ElixirLLM

Hex.pmDocsCILicense: MIT

One beautiful API for all LLMs. Chat with GPT-4, Claude, Llama, and more—using idiomatic Elixir.

No more juggling different APIs. No more provider lock-in. Just clean, pipe-friendly code that works everywhere.

{:ok, response} = ElixirLLM.chat("What is Elixir?")

Inspired by the wonderful RubyLLM.


Demo

{:ok, response, _chat} =
  ElixirLLM.new()
  |> ElixirLLM.model("gpt-4o")
  |> ElixirLLM.tool(MyApp.Tools.Weather)
  |> ElixirLLM.ask("What's the weather in Tokyo?")

# Tool called: get_weather(%{city: "Tokyo"})
# Tool result: %{temperature: 18, conditions: "partly cloudy"}

response.content
#=> "It's currently 18°C and partly cloudy in Tokyo."

Why ElixirLLM?

Every AI provider has their own API. Different formats. Different conventions. Different headaches.

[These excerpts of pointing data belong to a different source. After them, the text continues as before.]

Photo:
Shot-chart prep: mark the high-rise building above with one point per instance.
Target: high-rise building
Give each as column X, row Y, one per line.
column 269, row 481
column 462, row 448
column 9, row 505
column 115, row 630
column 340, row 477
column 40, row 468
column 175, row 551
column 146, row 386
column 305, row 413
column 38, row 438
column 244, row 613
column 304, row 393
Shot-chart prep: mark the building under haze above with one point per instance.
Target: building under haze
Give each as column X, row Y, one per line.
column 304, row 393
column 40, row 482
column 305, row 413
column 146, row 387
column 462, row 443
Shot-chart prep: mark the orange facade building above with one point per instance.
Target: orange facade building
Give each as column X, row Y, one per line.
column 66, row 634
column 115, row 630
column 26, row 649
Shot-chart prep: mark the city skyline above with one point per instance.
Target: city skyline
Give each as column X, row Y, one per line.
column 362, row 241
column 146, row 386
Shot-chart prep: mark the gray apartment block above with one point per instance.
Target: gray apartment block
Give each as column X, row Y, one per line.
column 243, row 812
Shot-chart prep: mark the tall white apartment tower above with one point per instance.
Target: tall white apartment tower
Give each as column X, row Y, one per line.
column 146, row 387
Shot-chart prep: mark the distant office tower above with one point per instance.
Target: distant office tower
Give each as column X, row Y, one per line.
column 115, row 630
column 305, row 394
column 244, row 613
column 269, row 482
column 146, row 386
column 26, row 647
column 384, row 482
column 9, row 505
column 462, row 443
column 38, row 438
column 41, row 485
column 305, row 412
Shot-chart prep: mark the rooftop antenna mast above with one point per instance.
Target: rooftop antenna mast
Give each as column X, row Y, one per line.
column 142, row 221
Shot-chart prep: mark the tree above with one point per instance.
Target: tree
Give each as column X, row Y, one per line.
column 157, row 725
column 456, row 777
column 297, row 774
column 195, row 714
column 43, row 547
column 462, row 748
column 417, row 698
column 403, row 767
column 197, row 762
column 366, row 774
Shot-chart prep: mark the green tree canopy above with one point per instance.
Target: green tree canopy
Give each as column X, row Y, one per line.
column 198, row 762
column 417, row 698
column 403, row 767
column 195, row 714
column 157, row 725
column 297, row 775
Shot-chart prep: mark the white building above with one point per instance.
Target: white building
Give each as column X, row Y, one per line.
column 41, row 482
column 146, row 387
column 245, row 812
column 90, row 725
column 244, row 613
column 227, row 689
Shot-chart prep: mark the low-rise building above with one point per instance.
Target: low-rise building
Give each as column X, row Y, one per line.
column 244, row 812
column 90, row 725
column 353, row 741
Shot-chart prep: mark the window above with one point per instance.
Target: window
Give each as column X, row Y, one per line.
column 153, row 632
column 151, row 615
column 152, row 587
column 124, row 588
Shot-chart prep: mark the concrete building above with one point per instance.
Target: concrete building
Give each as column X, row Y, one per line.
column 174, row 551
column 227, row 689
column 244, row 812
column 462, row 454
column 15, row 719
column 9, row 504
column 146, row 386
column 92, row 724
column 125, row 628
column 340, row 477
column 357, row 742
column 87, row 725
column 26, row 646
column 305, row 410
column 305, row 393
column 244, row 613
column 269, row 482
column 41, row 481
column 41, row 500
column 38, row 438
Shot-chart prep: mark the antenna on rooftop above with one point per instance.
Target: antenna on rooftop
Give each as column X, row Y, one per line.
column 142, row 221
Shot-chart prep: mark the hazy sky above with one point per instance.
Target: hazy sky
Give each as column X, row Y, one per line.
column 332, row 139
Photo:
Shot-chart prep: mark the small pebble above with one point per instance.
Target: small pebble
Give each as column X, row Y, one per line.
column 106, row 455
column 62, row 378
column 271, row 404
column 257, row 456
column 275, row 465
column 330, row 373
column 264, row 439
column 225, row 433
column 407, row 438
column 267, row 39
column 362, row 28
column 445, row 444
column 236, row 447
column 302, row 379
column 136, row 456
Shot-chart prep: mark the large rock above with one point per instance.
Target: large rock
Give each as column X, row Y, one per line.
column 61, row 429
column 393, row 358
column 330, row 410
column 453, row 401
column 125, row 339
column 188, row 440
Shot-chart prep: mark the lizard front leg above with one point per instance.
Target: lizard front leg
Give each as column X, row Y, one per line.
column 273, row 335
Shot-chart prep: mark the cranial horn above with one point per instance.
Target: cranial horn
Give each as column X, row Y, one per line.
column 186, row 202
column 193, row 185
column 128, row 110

ElixirLLM gives you one consistent interface for all of them:

Feature What it means
Unified API Same code works with GPT-4, Claude, Llama, and more
Pipe-friendly Idiomatic Elixir with chainable configuration
Tools that just work Define once, automatic execution loop handles the rest
Streaming built-in Real-time responses with callbacks or Streams
Phoenix/Ecto ready First-class persistence with mix elixir_llm.gen.ecto
Minimal deps Just Req, Jason, and Telemetry—no bloat

Installation

Add to your mix.exs:

def deps do
  [
    {:elixir_llm, "~> 0.2.0"}
  ]
end

Then configure your API keys:

# config/runtime.exs
config :elixir_llm,
  openai: [api_key: System.get_env("OPENAI_API_KEY")],
  anthropic: [api_key: System.get_env("ANTHROPIC_API_KEY")]

Quick Start

Simple Chat

# One-liner
{:ok, response} = ElixirLLM.chat("Explain pattern matching in Elixir")

# With options
{:ok, response} = ElixirLLM.chat("Hello!", model: "claude-sonnet-4-20250514")

Pipe-Based Configuration

{:ok, response, chat} =
  ElixirLLM.new()
  |> ElixirLLM.model("gpt-4o")
  |> ElixirLLM.temperature(0.7)
  |> ElixirLLM.instructions("You are a helpful Elixir expert")
  |> ElixirLLM.ask("What's the difference between Task and GenServer?")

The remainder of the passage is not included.